Venezuela’s President Nicolas Maduro has signed a presidential decree setting the country’s maritime and territorial borders, TeleSur said in a report on Friday, noting that the move is to protect national jurisdiction rights, especially on the ‘disputed’ Essequibo territory.
The Venezuela-based TeleSur network said Maduro indicated that United Nations Secretary-General Antonio Guterres was notified about his government’s rejections over the recent International Court of Justice (ICJ) ruling on the ‘territorial dispute’.
The ICJ ruled in December that it has jurisdiction to hear the case involving the Guyana/Venezuela border controversy. President of the ICJ, Judge Abdulqawi Ahmed Yusuf in delivering the judgement noted that both countries had conferred authority on UN Secretary General under Article 4, paragraph two of the February 17th, 1966 Geneva Agreement. He said that the agreement allowed the Secretary General to choose a means of settlement under Article 33 of the Charter of the United Nations which included judicial settlement.
According to TeleSur, “Maduro noted that transnational oil companies laid behind ICJ’s decision in order to take over the Atlantic coast to steal the oil that belongs to his nation.”
No basis for this claim was provided in the TeleSur report.

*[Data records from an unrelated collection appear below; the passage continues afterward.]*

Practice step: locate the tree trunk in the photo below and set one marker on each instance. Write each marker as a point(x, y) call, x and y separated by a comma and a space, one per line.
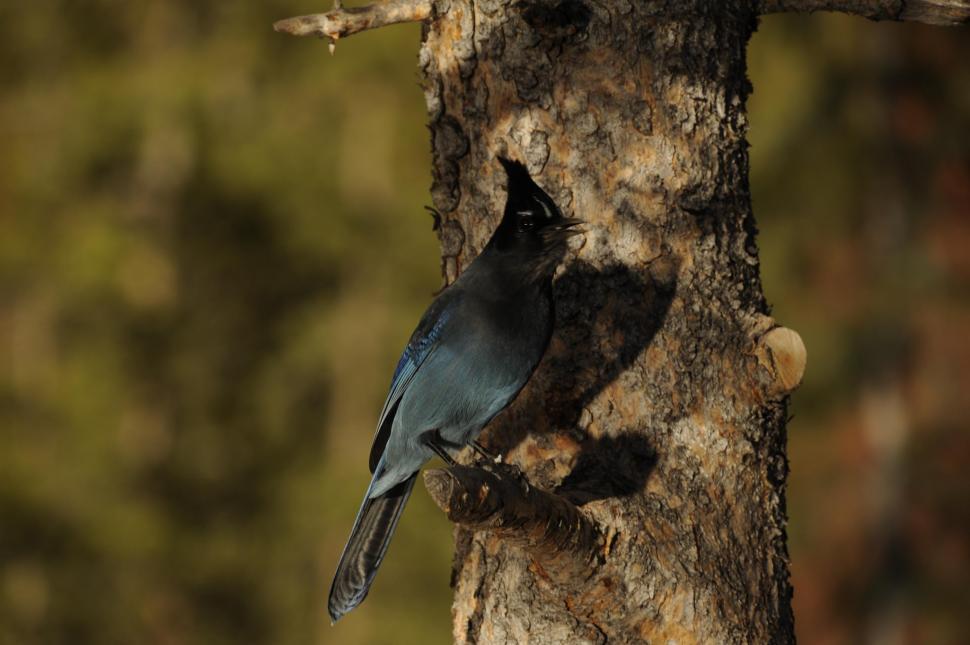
point(658, 407)
point(654, 428)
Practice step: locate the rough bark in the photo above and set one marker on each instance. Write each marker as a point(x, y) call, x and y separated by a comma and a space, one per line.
point(658, 408)
point(655, 425)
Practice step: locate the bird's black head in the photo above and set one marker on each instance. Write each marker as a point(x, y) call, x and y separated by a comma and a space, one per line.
point(533, 226)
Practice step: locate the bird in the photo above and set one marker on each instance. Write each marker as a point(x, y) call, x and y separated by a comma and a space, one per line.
point(472, 352)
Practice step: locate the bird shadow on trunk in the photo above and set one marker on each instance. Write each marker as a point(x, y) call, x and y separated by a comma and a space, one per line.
point(605, 319)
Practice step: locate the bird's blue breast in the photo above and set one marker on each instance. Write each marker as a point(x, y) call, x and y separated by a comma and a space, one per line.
point(418, 348)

Guyana and its Spanish-speaking neighbour to the west have long been involved in a controversy as it relates to their territorial boundaries. The matter was settled by the 1899 Arbitral Award which both Venezuela and Great Britain (of which Guyana was a colony at the time) accepted as a final settlement. However, in 1962 Venezuela began new arguments declaring that the 1899 arbitral award was “null and void”.

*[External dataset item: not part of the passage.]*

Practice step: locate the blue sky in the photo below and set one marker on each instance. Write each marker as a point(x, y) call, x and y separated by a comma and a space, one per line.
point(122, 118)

These claims continued in earnest through the ensuing decades and tensions escalated in 2015 following the announcement by ExxonMobil of its world class oil discovery at the Stabroek Block, offshore Guyana.
Then on December 22, 2018, the Venezuelan military intercepted a seismic vessel contracted by ExxonMobil which was carrying out survey works in the offshore Guyana Basin. At the time, 70 persons were onboard the 104.2 m Bahamas flag-carrying vessel – the Ramform Tethys.
Guyana lodged a formal complaint with the United Nations at the time, describing the incident as an “illegal, aggressive and hostile act” perpetrated by the Government of Venezuela.